Valuable Real Estate

NYT: Roiled by Election, Facebook Struggles to Balance Civility and Growth. "The change was part of the 'break glass' plans Facebook had spent months developing for the aftermath of a contested election. It resulted in a spike in visibility for big, mainstream publishers like CNN, The New York Times and NPR, while posts from highly engaged hyperpartisan pages, such as Breitbart and Occupy Democrats, became less visible, the employees said." It's always nice to mix in a little nonfiction.

6

Retail Gating

"The forces propelling online shopping were set in motion long before the pandemic. But charting the decline of many brick-and-mortar stores and the simultaneous growth of e-commerce in the past seven months is like watching the industry's evolution, and its impact on the broader economy, on fast forward. In the future, 2020 will be seen as a major inflection point for retail." NYT: As Customers Move Online, So Does the Holiday Shopping Season. (Or, why your favorite mall is turning into a distribution center.)

7

Party of None

"Most people told me that they wouldn't eat at just any restaurant; they'd have to see 'precautions' in place. Peoples' desired precautions ranged from the waitstaff wearing masks to air purifiers to seeing tables spaced apart with partitions separating them.

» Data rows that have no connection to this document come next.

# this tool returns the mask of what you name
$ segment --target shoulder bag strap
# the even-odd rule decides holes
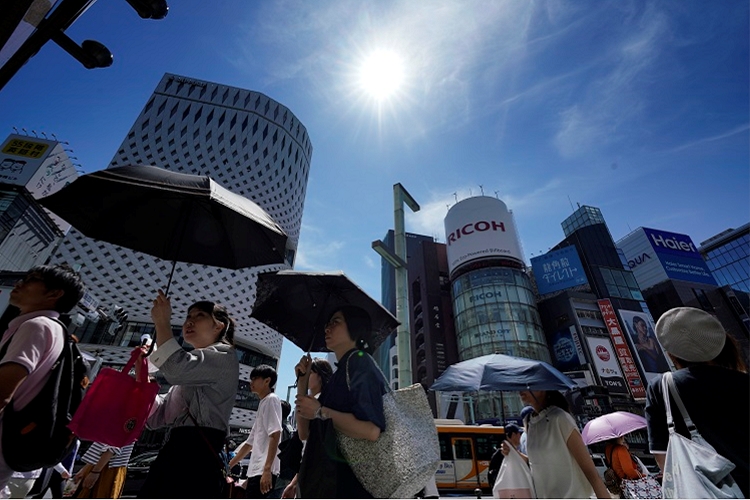
[[[208,441],[208,438],[206,437],[206,435],[203,434],[203,430],[198,425],[198,421],[195,420],[195,417],[193,416],[193,414],[190,413],[190,409],[189,408],[187,409],[187,415],[188,415],[188,417],[190,417],[190,420],[193,421],[193,425],[195,425],[195,428],[200,433],[201,437],[203,438],[203,441],[206,443],[206,446],[208,446],[208,449],[211,450],[211,453],[213,453],[214,457],[216,458],[216,460],[218,460],[219,465],[221,466],[222,470],[224,470],[224,474],[226,476],[228,476],[229,475],[229,462],[226,462],[226,461],[222,460],[221,457],[219,456],[219,454],[216,453],[216,450],[214,450],[214,447],[211,446],[211,443]],[[226,445],[226,443],[224,444],[224,448],[225,448],[225,451],[227,451],[227,452],[229,451],[228,450],[228,446]],[[229,454],[227,453],[227,457],[228,456],[229,456]]]
[[[380,367],[379,367],[379,366],[378,366],[378,364],[377,364],[377,363],[375,362],[375,360],[374,360],[374,359],[372,358],[372,356],[370,356],[369,354],[367,354],[367,353],[366,353],[366,352],[364,352],[364,351],[362,351],[362,352],[364,353],[364,355],[365,355],[365,356],[367,356],[368,358],[370,358],[370,362],[371,362],[371,363],[372,363],[373,365],[375,365],[375,368],[377,368],[377,369],[378,369],[378,371],[380,372],[380,375],[381,375],[381,376],[383,377],[383,380],[382,380],[382,381],[383,381],[383,385],[384,385],[384,386],[385,386],[385,388],[386,388],[386,392],[391,392],[391,384],[389,384],[389,383],[388,383],[388,378],[387,378],[387,377],[385,376],[385,374],[383,373],[383,370],[381,370],[381,369],[380,369]],[[346,358],[346,387],[347,387],[347,388],[348,388],[348,389],[349,389],[350,391],[352,390],[352,384],[351,384],[351,379],[349,378],[349,360],[350,360],[350,359],[352,359],[352,356],[354,356],[354,353],[350,354],[350,355],[349,355],[349,357],[348,357],[348,358]]]
[[[685,408],[685,404],[682,402],[682,398],[680,397],[680,393],[674,383],[671,372],[666,372],[662,375],[662,391],[664,392],[664,400],[666,401],[667,405],[669,404],[669,394],[672,394],[674,402],[677,405],[677,411],[682,416],[682,420],[685,422],[690,436],[699,436],[700,433],[698,432],[698,428],[693,423],[690,415],[688,414],[687,408]],[[672,420],[669,406],[667,406],[667,426],[674,427],[674,422]]]

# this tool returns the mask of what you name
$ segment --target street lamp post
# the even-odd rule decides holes
[[[404,203],[406,203],[412,212],[419,211],[419,204],[412,198],[406,188],[401,183],[396,183],[393,185],[393,246],[395,252],[388,250],[380,240],[372,242],[372,248],[394,267],[396,273],[396,319],[399,322],[398,329],[396,330],[396,343],[399,387],[408,387],[412,384]]]

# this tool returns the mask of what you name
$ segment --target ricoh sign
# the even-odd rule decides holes
[[[467,198],[445,216],[448,269],[486,258],[523,262],[513,218],[505,203],[489,196]]]

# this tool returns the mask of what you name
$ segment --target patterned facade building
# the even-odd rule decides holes
[[[241,362],[238,407],[230,424],[247,428],[253,398],[242,381],[260,363],[276,366],[282,337],[250,318],[258,273],[291,267],[299,240],[312,145],[305,127],[285,106],[250,90],[165,74],[138,115],[109,167],[154,165],[188,174],[209,175],[274,217],[289,236],[286,263],[241,270],[178,263],[170,295],[173,329],[178,334],[187,307],[210,299],[227,307],[237,322],[235,341]],[[154,214],[153,224],[158,224]],[[119,351],[153,330],[150,309],[164,288],[172,263],[83,236],[74,229],[53,262],[80,266],[98,300],[77,332],[97,347],[105,363],[122,362]],[[122,309],[120,309],[122,308]],[[123,328],[102,328],[99,318],[127,314]],[[109,316],[108,316],[109,315]],[[113,346],[111,349],[103,345]],[[119,359],[118,359],[119,358]],[[245,384],[246,385],[246,384]],[[242,404],[247,400],[247,404]]]

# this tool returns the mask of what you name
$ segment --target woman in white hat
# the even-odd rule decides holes
[[[690,418],[716,452],[734,463],[732,477],[747,498],[750,376],[737,344],[719,320],[693,307],[677,307],[664,313],[656,323],[656,336],[677,368],[672,378]],[[674,415],[675,406],[671,406]],[[661,377],[649,384],[646,421],[649,448],[663,469],[669,431]],[[690,436],[679,417],[675,418],[675,430]]]

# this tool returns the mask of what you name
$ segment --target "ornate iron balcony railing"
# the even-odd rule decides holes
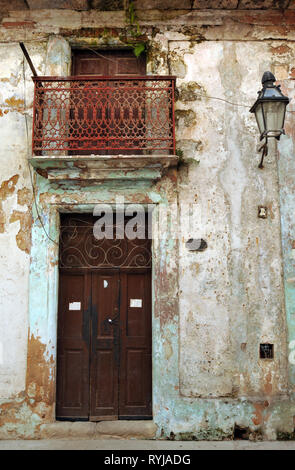
[[[36,77],[35,155],[175,154],[175,77]]]

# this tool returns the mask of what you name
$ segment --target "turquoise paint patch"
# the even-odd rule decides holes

One couple told me, charmingly, that during the pandemic they will eat only in restaurants they are already 'familiar with,' as though knowing your way around a menu can protect you from an invisible virus." Long story short: Don't Eat Inside a Restaurant.

8

Tis the Season

"If the Justice Department plan moves forward, 13 people will have faced death by lethal injection during the Trump administration. Legal experts who follow capital punishment said that would be the most since the presidency of Franklin Delano Roosevelt, who served 12 years in office before his death in 1945." NPR: U.S. To Continue Executions Through Transition In Break With Precedent.

9

‘Dox News

"The New York Post reported that guests, mostly unmasked, crammed inside the Yetev Lev temple in Williamsburg for the Nov. 8 wedding of Yoel Teitelbaum, a grandson of Satmar Grand Rabbi Aaron Teitelbaum, in blatant violation of coronavirus restrictions that ban large indoor gatherings. The synagogue has a capacity of 7,000 people." Cuomo: Massive Orthodox wedding in Brooklyn disrespectful. (A 7K person Jewish wedding gives new meaning to the phrase, In case of emergency break glass...)

10

Bottom of the News

"I was pleasantly surprised by all three of these wines. They met a lot of my qualifications, which includes, taste, aromas, complexity, as well as finish. So if I were to say bring something that was less expensive to my friends but from California, I would go with The Collection." Need a cheap holiday wine? A sommelier rated 11 low-cost wines. TLDR: Head to Target.

+ Jeopardy! record-holder Ken Jennings will be the first in a series of interim hosts replacing Alex Trebek when the show resumes production next Monday.

+ 15 Moving Facts About Planes, Trains and Automobiles. (Watching this movie is as close as you should come to traveling this weekend.)